Amelia menahan air matanya saat mendengarnya, hatinya remuk saat mendengarnya Leonardi memuji wanita lain di depannya.
Leonardi mematikan puntung rokoknya, mendekat ke arah Amelia lalu meraih dagunya. Sedetik kemudian Leonardi mencium Amelia, membuat gadis itu terkejut.
Sensasi lembut dan manis berpadu, bibir Amelia lebih nikmat dari rokok yang baru saja dia hisap.
Hasrat Leo terpantik ingin merasakan lebih dari yang dia lakukan sekarang, ciuman yang biasa itu kini menjadi lebih menuntut.

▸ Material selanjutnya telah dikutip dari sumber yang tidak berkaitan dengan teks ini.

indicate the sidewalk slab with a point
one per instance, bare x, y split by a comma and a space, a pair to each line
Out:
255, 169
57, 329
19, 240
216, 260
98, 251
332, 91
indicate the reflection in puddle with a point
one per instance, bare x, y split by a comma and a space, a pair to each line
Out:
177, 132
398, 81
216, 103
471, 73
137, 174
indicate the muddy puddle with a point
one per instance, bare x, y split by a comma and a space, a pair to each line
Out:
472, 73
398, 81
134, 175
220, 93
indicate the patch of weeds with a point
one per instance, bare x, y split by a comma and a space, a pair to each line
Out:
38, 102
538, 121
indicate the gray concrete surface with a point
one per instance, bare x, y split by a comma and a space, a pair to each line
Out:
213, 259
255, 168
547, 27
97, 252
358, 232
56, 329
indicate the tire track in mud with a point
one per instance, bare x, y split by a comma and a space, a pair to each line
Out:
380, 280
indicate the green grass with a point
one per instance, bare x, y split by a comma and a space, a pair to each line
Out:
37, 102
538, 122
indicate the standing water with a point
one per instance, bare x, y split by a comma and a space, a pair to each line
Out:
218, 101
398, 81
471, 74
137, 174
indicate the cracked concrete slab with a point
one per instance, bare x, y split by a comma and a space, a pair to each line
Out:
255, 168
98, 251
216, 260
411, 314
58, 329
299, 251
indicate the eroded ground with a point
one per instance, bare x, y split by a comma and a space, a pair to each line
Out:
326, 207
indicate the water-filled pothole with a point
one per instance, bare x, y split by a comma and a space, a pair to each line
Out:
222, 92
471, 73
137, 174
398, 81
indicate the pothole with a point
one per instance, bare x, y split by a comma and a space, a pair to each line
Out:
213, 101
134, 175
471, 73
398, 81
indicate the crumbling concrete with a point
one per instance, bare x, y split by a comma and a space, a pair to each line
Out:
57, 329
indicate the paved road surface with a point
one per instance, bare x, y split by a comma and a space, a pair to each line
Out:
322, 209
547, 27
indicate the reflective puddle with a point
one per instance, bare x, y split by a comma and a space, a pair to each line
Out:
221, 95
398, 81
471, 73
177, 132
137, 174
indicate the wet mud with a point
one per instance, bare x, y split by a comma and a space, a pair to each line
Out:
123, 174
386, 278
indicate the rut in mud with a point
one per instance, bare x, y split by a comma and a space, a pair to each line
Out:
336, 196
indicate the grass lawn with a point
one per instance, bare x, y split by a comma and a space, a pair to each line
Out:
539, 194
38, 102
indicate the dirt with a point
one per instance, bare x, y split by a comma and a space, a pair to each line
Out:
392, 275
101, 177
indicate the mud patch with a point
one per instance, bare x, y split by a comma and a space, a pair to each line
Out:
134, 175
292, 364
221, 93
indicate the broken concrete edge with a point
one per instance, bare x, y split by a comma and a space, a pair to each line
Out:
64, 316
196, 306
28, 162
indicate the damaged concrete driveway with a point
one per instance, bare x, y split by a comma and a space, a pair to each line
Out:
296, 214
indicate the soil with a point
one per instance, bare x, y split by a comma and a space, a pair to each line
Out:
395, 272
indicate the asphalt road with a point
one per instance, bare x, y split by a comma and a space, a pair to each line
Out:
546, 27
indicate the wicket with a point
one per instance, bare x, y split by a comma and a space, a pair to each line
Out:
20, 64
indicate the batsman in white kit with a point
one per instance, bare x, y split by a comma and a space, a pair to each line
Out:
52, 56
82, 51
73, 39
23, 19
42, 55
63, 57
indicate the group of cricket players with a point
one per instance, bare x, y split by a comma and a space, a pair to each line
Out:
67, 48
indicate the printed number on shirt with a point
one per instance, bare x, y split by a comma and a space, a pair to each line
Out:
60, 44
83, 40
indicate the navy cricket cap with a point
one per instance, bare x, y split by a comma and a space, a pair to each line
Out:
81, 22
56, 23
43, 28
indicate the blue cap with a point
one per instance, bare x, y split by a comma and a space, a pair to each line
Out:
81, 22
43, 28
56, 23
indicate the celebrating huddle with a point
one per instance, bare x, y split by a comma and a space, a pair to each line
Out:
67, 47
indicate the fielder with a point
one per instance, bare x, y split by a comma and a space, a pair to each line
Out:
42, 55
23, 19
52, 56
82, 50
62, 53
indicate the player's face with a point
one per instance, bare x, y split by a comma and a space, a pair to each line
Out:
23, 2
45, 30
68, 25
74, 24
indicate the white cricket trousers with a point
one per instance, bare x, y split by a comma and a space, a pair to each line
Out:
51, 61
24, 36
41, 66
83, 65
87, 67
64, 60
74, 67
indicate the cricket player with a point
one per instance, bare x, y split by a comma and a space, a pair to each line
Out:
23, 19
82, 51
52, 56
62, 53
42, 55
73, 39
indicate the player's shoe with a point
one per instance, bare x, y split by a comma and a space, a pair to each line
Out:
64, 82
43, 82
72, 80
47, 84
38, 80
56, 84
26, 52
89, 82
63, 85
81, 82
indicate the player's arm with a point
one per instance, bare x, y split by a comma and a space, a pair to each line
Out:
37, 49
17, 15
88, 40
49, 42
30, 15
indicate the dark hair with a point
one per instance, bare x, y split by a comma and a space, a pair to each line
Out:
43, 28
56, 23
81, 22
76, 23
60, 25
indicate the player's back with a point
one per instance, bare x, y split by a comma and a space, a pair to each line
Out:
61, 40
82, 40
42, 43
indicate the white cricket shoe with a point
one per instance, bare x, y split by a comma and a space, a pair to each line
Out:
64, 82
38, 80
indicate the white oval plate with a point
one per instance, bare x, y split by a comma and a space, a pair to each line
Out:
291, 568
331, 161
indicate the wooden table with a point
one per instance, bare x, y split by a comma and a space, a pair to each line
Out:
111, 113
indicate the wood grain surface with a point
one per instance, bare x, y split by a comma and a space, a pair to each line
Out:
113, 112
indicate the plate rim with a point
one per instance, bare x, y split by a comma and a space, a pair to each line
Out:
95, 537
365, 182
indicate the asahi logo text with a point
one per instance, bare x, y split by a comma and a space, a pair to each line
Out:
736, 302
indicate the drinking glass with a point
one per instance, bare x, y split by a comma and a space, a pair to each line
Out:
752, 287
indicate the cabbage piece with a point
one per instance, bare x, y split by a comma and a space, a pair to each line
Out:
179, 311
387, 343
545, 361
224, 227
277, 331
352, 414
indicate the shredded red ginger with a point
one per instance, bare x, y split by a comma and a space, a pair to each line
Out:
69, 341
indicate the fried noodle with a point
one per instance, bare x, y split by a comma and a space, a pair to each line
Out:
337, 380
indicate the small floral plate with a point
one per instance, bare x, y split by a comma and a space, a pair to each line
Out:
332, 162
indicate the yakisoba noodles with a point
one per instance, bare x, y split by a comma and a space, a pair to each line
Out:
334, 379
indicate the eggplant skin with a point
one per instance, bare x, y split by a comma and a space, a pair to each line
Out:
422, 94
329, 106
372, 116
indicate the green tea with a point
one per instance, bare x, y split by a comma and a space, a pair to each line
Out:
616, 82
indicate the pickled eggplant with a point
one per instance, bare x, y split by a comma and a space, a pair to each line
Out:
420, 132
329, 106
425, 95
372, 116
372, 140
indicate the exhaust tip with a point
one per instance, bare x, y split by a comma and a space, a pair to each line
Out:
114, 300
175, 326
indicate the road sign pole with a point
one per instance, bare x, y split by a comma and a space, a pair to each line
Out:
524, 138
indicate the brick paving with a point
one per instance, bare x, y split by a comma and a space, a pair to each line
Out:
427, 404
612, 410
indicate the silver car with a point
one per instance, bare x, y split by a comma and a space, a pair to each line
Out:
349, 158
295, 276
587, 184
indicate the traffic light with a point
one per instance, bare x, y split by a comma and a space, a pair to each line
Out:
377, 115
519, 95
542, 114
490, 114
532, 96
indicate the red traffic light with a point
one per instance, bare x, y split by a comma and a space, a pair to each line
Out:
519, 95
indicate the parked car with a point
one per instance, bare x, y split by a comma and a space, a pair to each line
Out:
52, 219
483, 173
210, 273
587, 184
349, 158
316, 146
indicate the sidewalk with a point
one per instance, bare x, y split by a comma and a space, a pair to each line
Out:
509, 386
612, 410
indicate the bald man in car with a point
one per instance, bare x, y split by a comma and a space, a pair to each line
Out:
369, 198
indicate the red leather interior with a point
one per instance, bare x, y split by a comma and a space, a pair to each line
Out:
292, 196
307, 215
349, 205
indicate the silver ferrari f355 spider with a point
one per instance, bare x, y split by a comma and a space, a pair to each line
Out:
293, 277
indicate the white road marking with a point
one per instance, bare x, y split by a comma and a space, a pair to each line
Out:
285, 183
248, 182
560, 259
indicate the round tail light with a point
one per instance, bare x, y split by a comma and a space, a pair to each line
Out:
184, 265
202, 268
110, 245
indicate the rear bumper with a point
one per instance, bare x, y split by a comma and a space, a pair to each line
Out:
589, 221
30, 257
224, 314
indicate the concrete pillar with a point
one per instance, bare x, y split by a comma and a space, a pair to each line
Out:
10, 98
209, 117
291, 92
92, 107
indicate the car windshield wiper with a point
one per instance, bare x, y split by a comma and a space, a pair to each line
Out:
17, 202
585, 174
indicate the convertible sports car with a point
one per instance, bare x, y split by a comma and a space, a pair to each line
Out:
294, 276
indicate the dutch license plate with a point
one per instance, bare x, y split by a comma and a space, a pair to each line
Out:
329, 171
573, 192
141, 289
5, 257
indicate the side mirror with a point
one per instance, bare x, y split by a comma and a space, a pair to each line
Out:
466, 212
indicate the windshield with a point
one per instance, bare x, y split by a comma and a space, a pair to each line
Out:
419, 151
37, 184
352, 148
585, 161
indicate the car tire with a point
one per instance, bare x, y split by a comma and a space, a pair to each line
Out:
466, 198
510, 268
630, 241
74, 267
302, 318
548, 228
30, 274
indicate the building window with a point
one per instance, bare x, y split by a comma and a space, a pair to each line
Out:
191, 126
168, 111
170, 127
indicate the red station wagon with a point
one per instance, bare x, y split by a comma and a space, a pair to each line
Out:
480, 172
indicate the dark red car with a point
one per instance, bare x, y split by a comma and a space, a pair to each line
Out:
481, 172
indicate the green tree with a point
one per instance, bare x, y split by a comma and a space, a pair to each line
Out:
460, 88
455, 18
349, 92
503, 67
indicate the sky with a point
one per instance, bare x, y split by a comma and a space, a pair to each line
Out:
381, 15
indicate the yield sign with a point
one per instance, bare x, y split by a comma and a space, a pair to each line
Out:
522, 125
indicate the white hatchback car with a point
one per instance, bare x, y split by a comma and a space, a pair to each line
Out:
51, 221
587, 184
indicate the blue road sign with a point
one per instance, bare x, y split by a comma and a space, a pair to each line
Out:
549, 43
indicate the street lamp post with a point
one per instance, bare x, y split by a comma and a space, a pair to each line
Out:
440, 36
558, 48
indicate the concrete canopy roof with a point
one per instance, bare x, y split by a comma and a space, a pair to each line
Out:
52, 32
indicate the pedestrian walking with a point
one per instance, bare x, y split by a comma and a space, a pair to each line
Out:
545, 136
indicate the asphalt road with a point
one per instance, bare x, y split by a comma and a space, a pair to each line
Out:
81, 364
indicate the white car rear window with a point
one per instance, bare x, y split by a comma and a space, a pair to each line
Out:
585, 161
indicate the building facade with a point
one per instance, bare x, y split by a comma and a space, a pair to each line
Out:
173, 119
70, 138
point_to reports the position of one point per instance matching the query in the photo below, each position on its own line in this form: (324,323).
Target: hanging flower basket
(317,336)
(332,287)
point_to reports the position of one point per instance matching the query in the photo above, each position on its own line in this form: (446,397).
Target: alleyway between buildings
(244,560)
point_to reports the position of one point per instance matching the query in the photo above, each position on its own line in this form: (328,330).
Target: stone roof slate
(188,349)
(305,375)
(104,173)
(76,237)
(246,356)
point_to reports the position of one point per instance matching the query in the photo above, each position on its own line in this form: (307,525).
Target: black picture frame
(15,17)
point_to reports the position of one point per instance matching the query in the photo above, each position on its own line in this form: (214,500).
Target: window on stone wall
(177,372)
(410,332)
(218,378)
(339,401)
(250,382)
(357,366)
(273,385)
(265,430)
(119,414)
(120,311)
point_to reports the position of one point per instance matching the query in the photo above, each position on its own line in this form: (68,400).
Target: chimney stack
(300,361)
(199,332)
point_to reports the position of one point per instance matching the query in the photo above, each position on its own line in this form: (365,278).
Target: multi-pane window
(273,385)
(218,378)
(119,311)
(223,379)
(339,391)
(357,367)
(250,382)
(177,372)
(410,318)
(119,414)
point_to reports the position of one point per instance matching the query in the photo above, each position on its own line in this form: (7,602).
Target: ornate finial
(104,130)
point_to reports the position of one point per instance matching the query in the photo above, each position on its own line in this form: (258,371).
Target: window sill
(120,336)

Leonardi mengigit sedikit bibir Amelia dan gadis itu membuka bibirnya.
Meskipun ini ciuman Kedua mereka, Amelia masih terkesan amatiran dalam mengimbangi ciuman yang dilakukan Leonardi. Keduanya saling mencecap, terpejam merasakan gairah terlarang yang seharusnya tidak mereka lakukan.
Ciuman itu berakhir saat Amelia mulai kehabisan napas dan memukuli punggung Leonardi dengan kuat. Pria itu menggeram lalu melepaskan tautan bibir keduanya.
Amelia menatap nanar Leonardi, dia berusaha tegar saat berbicara.
"Kakak egois sekali, tapi ... bodohnya aku tetap nggak pernah bisa berhenti mencintaimu meski Kakak akan bertunangan besok."
Namun Leonardi hanya membalasnya dengan senyum yang membuat Amelia hanya terdiam, tenggelam dalam kebingungan antara rasa sakit dan pesona Leonardi yang tak terelakkan.